Facebook, LinkedIn, Twitter, Amazon, and many more all-great examples of companies that have done phenomenal things using data to create a digital replica or digital twin of individuals and then personalize the product or services.
This trend is teaching or forcing other industries to further personalize their product or service. So what do you really need to personalize your product or service?
INFORMATION — The data about me.
It is demographic data, personal data, and individual traits. It could range from a simple date of birth to companies your consumer worked for, to skillsets, traits, and any other demographic data related to your domain. This information can help build a more purposeful recommendation. For example, when you switch the marital status on insurance, if the company knew about the marital status — it could lead to a simple congratulatory note or in a more advanced circumstance if the data could feed the sales deals in pipeline the relationship graphs could help it win the deal. Facebook does a great job at this in the consumer world.
INTERESTS — What I like?
Twitter is a good example of something that harnesses the Interest data very well. By having us follow “each” other or brands, it enables us to receive what we need. It connects people to their interests. Imagine expanding the concept. Be it news, notifications, subscriptions, information, and a whole slew of things could be personalized based on the interest areas. The interests could be determined by what we follow and groups we hang out on different platforms.

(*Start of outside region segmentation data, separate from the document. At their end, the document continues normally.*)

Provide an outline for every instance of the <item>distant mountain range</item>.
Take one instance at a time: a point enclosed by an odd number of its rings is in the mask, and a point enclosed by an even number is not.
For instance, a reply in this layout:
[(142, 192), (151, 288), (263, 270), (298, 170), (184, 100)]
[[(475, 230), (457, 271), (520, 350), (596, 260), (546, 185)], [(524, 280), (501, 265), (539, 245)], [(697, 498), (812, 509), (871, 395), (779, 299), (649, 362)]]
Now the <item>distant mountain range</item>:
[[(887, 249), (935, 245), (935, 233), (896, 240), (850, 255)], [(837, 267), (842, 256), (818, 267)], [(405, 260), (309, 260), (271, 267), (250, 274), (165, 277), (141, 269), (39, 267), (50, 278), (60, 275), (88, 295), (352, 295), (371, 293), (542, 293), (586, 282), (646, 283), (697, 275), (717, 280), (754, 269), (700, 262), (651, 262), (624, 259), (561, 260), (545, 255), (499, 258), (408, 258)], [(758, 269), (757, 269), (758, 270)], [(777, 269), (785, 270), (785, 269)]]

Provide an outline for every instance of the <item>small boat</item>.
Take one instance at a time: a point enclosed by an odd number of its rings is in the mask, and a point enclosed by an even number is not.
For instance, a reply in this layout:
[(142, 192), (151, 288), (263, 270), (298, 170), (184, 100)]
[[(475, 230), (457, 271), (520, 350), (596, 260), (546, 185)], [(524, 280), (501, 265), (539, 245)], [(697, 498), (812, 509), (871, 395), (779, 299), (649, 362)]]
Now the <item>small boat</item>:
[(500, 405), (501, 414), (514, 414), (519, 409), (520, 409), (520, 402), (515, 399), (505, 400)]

INTENT — What I would like to do?
Google and Google Ads are a great example of Intent. When you type in plumber in the Google search field, it knows your intent. You are looking for a plumber local to your town. Google assumes the intent and starts providing you with focused search results. If we just advance the concept, if you could discern an individual’s intent as soon as they enter the store, or respond to an email, or go to a certain site, you could stream interactions and content very closely aligned with their intent.
INTERACTIONS — My Personal & Digital trails
Facebook’s Social Graph is one of the most fitting examples. By providing nuggets of code (such as Like button, Connect button) and integrating it to all the various places where users interact with the systems, it amasses wealth of information in an unobtrusive way. Exploring that example further, if we could document every interaction (physical or digital) that an individual has with your “product/service”, we could do a lot more to iterate and tailor the experience.
INSIGHTS — Converting data into value
Using the 4Is above, we can gather a lot of data in a frictionless way and use this data to study an individual by creating a digital replica and then providing value by personally engaging with them be it a birthday wish, anniversary wish, or delivering content/news that they are interested in, or more effectively providing help at the point of need. The opportunities here are endless.
Well we haven’t spoken about Amazon & LinkedIn
Yes, it was for a reason. While Facebook, Google, Twitter, and other companies that are leading the way in the consumer world have approached the data issue with a certain dimension (Interest, Intent, Insight, Interaction) — Amazon has done a phenomenal job of truly applying all of the above in the context of eCommerce and Shopping. It takes each of the I’s above, turns it into value by creating a digital replica and P&L of 1 within the shopping and eCommerce context. Ditto for LinkedIn. It does the same for the professional context.
What do you think about doing this for your product or service?